A constant re-checking of every one of his instruments might have saved him. But he had been too terrified to think straight, and too ashamed of his "first-run" inexperience to send out a short wave message requesting emergency instructions and advice. Now he was hopelessly off his course and it was too late. Too late!

He could almost feel the steadily-growing pull of his mindless enemy in the distant sky. Floating and kicking his way over to the Tele-screen, he quickly switched the instrument on. Rotating the control dials, he brought the blinding white image of the onrushing solar disk into perfect focus. Automatically he adjusted the two superimposed polaroid filters until the proper amount of light was transmitted to his viewing screen. They really built ships and filters these days, he reflected wryly. Now if they could only form a rescue squad just as easily—

Even through the viewing screen he could almost feel the hot blast of white light hit his face with the physical impact of a baseball bat. With what was almost a whimper of suppressed fear he rocked backward on his heels.

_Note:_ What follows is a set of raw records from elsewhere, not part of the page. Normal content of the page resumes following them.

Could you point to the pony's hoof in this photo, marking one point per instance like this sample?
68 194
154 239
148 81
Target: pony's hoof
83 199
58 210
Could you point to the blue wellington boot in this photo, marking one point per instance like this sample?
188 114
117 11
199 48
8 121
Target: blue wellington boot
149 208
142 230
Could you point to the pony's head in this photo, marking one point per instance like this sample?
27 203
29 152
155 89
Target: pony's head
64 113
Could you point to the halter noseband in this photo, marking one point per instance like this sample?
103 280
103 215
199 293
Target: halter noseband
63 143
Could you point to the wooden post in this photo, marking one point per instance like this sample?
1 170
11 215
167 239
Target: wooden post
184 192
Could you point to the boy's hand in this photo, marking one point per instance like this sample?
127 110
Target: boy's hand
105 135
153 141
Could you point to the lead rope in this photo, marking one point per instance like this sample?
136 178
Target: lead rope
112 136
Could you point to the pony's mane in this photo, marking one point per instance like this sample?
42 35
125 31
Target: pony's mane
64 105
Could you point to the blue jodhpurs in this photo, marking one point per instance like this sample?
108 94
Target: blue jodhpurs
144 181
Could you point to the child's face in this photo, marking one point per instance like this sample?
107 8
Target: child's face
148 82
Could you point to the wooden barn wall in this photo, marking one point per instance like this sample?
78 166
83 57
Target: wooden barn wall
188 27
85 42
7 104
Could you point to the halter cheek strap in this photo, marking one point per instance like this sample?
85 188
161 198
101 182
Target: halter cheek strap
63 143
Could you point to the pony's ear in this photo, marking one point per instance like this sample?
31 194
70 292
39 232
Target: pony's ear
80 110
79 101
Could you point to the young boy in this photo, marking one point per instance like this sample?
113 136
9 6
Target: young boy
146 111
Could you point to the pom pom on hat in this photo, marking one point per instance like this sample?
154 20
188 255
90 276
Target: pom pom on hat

The Sun's ghastly prominences seemed to reach beckoning fingers toward him, as its flood of burning, radiant light seared through the incalculable cold of space, and its living corona of free electrons and energy particles appeared to swell and throb menacingly.

Fearfully he watched the flaming orb draw closer and closer, and as its pull grew more pronounced he wondered if it were not, in some nightmarishly fantastic fashion becoming malignantly aware of him. It resembled nothing so much as a great festering sore; an infection of the very warp-and-woof stuff of space.